Des parades sexuelles plus élaborées les unes que les autres
Le grand argus reviendra dans un film qui montre d’extraordinaires parades sexuelles, souvent d’oiseaux, qui sont les spécialistes du genre : danses, battements d’ailes et roucoulades diverses…
L’exposition rassemble des supports variés pour raconter les petites histoires sexuelles des animaux, des pucerons aux girafes. Une centaine de spécimens naturalisés sont venus du Natural History Museum de Londres, accompagnés de cartels explicatifs.
Des films montrent divers animaux se faisant la cour, sur la terre ou au fond des mers, s’accouplant ou se combattant pour obtenir les faveurs de leur belle.
La vie sexuelle des mantes religieuses par Isabella Rossellini
"Green Porno": la sexualité animale vue par Isabella Rossellini
A ne pas manquer, la série « Green Porno », de petits films hilarants où Isabella Rossellini, déguisée en mante religieuse, en escargot ou en canard raconte de façon crue et humoristique la sexualité de ces animaux.
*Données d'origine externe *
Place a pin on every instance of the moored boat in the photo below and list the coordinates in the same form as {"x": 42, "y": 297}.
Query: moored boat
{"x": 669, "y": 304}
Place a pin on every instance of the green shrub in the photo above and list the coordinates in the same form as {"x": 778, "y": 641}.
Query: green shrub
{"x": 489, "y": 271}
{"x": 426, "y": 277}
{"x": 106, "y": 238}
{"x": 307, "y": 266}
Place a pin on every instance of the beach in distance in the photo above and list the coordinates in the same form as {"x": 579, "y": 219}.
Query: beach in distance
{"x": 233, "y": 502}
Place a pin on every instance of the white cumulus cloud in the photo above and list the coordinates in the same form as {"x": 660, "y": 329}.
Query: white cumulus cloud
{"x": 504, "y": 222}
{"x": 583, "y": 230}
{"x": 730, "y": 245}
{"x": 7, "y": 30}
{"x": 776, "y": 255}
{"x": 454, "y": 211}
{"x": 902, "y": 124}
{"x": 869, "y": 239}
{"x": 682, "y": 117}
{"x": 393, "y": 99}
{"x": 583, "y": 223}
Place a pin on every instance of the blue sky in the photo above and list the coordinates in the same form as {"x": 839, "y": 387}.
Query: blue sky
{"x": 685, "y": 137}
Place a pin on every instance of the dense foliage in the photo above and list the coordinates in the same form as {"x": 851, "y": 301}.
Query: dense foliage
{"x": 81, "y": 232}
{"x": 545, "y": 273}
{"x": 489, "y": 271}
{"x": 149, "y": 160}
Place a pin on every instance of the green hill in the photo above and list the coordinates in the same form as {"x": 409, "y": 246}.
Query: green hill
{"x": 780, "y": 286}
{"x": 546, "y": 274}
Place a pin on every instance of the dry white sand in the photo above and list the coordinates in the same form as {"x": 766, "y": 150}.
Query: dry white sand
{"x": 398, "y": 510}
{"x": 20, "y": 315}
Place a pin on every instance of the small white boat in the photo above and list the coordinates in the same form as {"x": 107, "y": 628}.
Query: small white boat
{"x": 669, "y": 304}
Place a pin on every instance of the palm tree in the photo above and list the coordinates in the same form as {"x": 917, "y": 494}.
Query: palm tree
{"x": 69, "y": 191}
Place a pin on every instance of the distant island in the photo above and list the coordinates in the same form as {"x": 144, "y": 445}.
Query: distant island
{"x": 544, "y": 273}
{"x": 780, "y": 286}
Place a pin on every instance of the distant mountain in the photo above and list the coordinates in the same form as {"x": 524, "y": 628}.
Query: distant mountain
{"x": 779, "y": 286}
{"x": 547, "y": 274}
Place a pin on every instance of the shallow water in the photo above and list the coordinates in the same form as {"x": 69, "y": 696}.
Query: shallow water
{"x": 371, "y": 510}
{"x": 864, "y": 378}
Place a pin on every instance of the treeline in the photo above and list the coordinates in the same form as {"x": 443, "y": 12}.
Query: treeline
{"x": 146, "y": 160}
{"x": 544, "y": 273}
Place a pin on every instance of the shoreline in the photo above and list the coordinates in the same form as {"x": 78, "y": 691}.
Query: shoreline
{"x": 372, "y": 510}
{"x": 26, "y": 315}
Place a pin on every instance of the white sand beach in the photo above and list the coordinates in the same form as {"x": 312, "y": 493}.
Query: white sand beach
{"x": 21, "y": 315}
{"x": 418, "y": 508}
La reproduction n’implique pas forcément le sexe : une espèce de lézard se reproduit par parthénogénèse : les femelles ont éliminé les mâles et donnent naissance uniquement à des femelles. Elles ont juste besoin de simuler un accouplement pour stimuler l’ovulation. Chez les pucerons, reproduction sexuée et asexuée coexistent : l’été, les femelles se multiplient par parthénogénèse, avant une reproduction sexuée à l’automne avec des mâles.
Pour les oiseaux mâles, il s’agit de se faire remarquer : c’est au coq qui aura la plus belle crête, signe de bonne santé et donc de meilleure reproduction.
Saviez-vous que certains mâles donnent des cadeaux à la femelle qu’ils courtisent, généralement sous forme de nourriture ? Pour les oiseaux, les plus beaux cadeaux prouvent que le mâle sera capable de nourrir les petits. Chez les araignées, c’est moins idyllique : le mâle, plus petit, arrive sur la pointe des pieds sur la toile de la femelle, qui menace de le croquer tout cru. En lui offrant à manger, il détourne son attention et la féconde vite fait avant de se sauver.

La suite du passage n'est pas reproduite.